The limitation of the FAST method is the dependence on an accurate FA adjustment. Bottomley et al. 18 used B 1‐insensitive BIR4 excitation pulses at 1.5 T. Unfortunately, high B 1 + requirements to reach adiabaticity would require long RF pulses with high B 1 +, thus exceeding SAR limitations at ultra‐high field. Therefore, the use of BIR4 excitation pulses at 7 T for our application was not feasible. As an alternative, we used a conventional excitation sinc pulse. The frequency pulse profile is very stable, but the ability to achieve homogeneous FA excitation is limited. The measured FA maps show sufficient homogeneity in a region parallel to the surface coil. Thus, for the localization, we used the slice selective localization scheme DRESS. However, the calf muscle anatomy does not allow the slab position parallel to the coil, which was fixed to the table/ergometer. Therefore, we used an oblique slab position trying to stay parallel to the coil as much as possible, but still in the gastrocnemius muscle.
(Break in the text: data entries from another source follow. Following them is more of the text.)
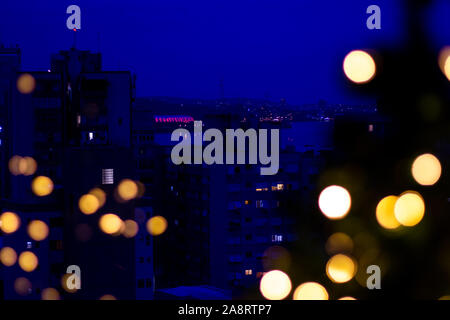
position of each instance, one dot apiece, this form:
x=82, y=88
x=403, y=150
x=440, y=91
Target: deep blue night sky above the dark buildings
x=260, y=48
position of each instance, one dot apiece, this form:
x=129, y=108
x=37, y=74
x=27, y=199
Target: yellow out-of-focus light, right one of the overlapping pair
x=409, y=208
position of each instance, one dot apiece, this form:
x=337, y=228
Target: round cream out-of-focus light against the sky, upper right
x=359, y=66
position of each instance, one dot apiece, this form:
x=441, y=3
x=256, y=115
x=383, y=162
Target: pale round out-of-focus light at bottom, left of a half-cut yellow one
x=275, y=285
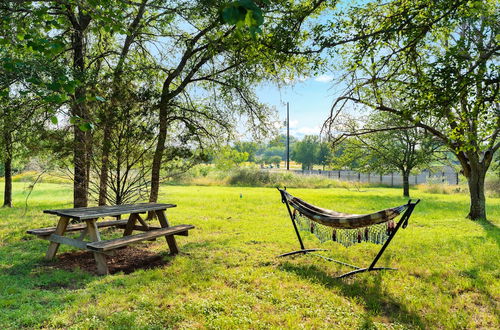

A more homogeneous B 1 + coverage could be achieved using a volume coil 35, 36, an array of RF coils 37 or simply a larger surface coil 18. This would be especially beneficial for human subjects with large layers of subcutaneous fat, which acts as a pad or cushion between the muscle and the coil 35. Similarly, a shifted coil position, more parallel to the localization slab, could be used to improve the B 1 + the homogeneity in the slab.

Nevertheless, the mean FAs inside our non‐parallel localization slab were 51.5° ± 2.1° and 16.4° ± 0.9°, for nominally set 52° and 15° excitation FAs. Furthermore, the calculated errors in T 1 app and k for the measured B 1 + variability were below 7% and below 6.5%, respectively.

In conclusion, we were able to show that the DRESS‐localized FAST technique for measurements of the human gastrocnemius muscle at ultra‐high field is feasible, highly repeatable, and provides reaction rates with 3.5 min temporal resolution. The results were comparable to those obtained via standard ST. In addition, we have shown that measurements of exchange rate constants and metabolic fluxes are feasible during steady state exercise using the DRESS‐localized FAST technique at 7 T.

Time‐resolved measurements should be possible with the DRESS‐localized FAST method and offer new opportunities for studies of human metabolism by 31P‐MRS, especially when a short acquisition time is critical.